06 jul 2024 . Actualizado a las 05:00 h.

Ángela López Palomanes tiene 101 años, lee todos los días y no necesita gafas. Contó su historia hace unos días María Doallo y de toda la peripecia vital de esta mujer de Niñodaguia y de su admirable y salutífera rutina lo más extraordinario es que sus ojos sigan firmes para descifrar las líneas de un texto sin lentes de auxilio. Ángela llegó al mundo en 1923 pero el siglo y poco que ha transcurrido desde entonces es en realidad un infinito porque por el medio se coló la revolución de las pantallas que todo lo ha puesto patas arriba. De hecho, Ángeles y sus coetáneos puede que sean los últimos seres humanos que lleguen a esa edad con los ojos en forma, porque la previsión para los nativos digitales es que casi todos ellos acaben miopes perdidos afectados por una metafórica pandemia en la que todo se verá borroso.
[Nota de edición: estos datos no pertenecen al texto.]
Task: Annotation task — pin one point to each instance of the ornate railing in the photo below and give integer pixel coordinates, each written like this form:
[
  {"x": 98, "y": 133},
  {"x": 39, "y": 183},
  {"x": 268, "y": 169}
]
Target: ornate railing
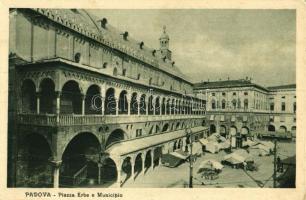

La patología recuerda un poco a otra que sufren las personas que pasan mucho tiempo en la cárcel y desarrollan ceguera de prisión, una afección que se dispara por la reclusión y la ausencia de horizontes, imprescindibles para calibrar el tamaño aproximado del mundo. Sin el aire exterior ni el perfil de las montañas, todo se vuelve chiquito y los ojos mandan recados inadecuados para su biología. Las cosas pasan demasiado rápido para que nos dé tiempo a adaptarnos y el resultado inmediato será un mundo de gafotas con escoliosis y chepa. Precioso, vamos.

Pero Ángela López Palomanes tiene 101 años y lee todos los días sin gafas. Así que se ha librado de esa sensación de fragilidad que te asalta en torno a los 40 cuando tus ojos de lince de repente necesitan una puñetera prótesis para seguir distinguiendo las aristas de la vida. Los primeros escozores los combates con una resistencia que inspira ternura, como si esa rebeldía frente a la vejez sirviese de mucho. Así que te pasas unos meses estirando los brazos como si te fueran a fichar en el Circo de los Muchachos del padre Silva y achicando los ojos como si pretendieras pasar por una tokiota de toda la vida. Enseguida la presbicia impone su ley, sucumbes a la evidencia de que la decadencia ha comenzado y empiezas a visitar el expositor de la farmacia en el que reposan las gafas de ver y que hasta hace nada era un objeto invisible para tus ojos formidables. Al fin comprendes que estás en el equipo del nuevo mundo. Y que la ceguera es el signo de los tiempos.